Professor Leighton smiled at me.

"You would notice it promptly," she said.

"I did," I said.

"In some ways I would say she is the opposite of you. You speak like a hooligan, but you know a great deal."

"I am a hooligan," I said. "I read a lot."

"Apparently. Do you fear, ah, for lack of a better word, foul play? Or is she simply a wandering wife?"

"You knew she was married?"

"She wore a ring."

"But she kept, whatever the proper phrase is now, the name she had when she was single," I said.

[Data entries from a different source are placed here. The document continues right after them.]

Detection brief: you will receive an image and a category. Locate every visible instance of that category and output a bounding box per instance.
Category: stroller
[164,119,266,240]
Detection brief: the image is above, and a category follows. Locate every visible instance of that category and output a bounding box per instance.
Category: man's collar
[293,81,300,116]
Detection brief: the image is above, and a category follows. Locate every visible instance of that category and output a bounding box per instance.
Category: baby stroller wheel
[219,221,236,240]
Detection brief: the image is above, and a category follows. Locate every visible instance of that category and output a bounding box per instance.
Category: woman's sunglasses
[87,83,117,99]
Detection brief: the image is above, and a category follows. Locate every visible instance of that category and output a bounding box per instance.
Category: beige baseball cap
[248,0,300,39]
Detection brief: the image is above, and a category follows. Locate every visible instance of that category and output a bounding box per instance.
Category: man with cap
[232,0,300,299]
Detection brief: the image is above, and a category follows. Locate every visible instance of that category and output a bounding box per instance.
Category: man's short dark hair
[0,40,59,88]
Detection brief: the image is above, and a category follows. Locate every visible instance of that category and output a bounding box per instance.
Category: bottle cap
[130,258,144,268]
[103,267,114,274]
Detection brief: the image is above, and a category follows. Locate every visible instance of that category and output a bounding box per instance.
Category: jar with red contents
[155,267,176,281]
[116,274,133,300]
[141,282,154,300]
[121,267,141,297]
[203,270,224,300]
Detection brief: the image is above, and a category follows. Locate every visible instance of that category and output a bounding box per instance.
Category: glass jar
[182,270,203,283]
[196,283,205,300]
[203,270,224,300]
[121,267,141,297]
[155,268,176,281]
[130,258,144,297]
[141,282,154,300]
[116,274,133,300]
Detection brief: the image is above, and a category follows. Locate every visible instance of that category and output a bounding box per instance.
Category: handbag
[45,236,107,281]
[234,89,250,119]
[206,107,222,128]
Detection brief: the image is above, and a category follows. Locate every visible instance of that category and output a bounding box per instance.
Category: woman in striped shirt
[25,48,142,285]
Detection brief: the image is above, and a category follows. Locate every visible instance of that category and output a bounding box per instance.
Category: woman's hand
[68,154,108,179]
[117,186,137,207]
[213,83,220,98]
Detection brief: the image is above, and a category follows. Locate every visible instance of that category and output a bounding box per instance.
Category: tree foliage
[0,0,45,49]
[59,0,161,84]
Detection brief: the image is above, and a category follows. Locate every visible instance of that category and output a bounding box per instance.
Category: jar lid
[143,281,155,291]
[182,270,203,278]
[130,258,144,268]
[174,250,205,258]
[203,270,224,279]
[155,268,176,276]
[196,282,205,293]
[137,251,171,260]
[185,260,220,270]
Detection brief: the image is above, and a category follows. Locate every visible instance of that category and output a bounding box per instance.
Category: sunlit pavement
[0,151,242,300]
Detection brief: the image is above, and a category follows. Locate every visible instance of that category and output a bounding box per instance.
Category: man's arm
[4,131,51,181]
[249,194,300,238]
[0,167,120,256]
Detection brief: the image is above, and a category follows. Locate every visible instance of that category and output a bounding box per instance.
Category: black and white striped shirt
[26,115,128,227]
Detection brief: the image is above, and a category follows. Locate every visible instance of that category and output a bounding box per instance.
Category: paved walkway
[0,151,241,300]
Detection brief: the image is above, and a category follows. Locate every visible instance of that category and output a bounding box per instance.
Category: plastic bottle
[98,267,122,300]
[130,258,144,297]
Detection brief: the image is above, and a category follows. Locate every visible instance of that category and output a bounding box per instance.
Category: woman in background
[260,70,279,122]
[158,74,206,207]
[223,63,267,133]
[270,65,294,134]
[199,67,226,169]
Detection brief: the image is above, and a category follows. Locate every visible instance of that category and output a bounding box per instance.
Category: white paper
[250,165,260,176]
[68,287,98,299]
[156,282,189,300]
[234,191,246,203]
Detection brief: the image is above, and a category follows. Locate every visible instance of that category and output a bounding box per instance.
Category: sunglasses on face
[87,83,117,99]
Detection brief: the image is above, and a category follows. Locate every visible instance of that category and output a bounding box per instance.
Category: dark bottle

"You can relax, Mister Spenser, I am not one of your bushy feminist theoreticians. I accept `maiden name' as a useful locution. In fact, I have always used my maiden name."

"You're married?"

"Thrice," she said with a smile. "None of them current. I guess I'm a bit rebellious myself."

"Good you used the maiden name then," I said. "Be a Chinese fire drill to keep changing it every time."

"Plan ahead," she said. "Is she in harm's way, or merely adventuring?"

"I don't know," I said. "A few days after she disappeared, her husband was shot."

"Did he survive?" Professor Leighton said.

"Yes."

"Is she a suspect?"

"I don't suspect her. But I'm not trying to catch the shooter. I'm looking for Lisa."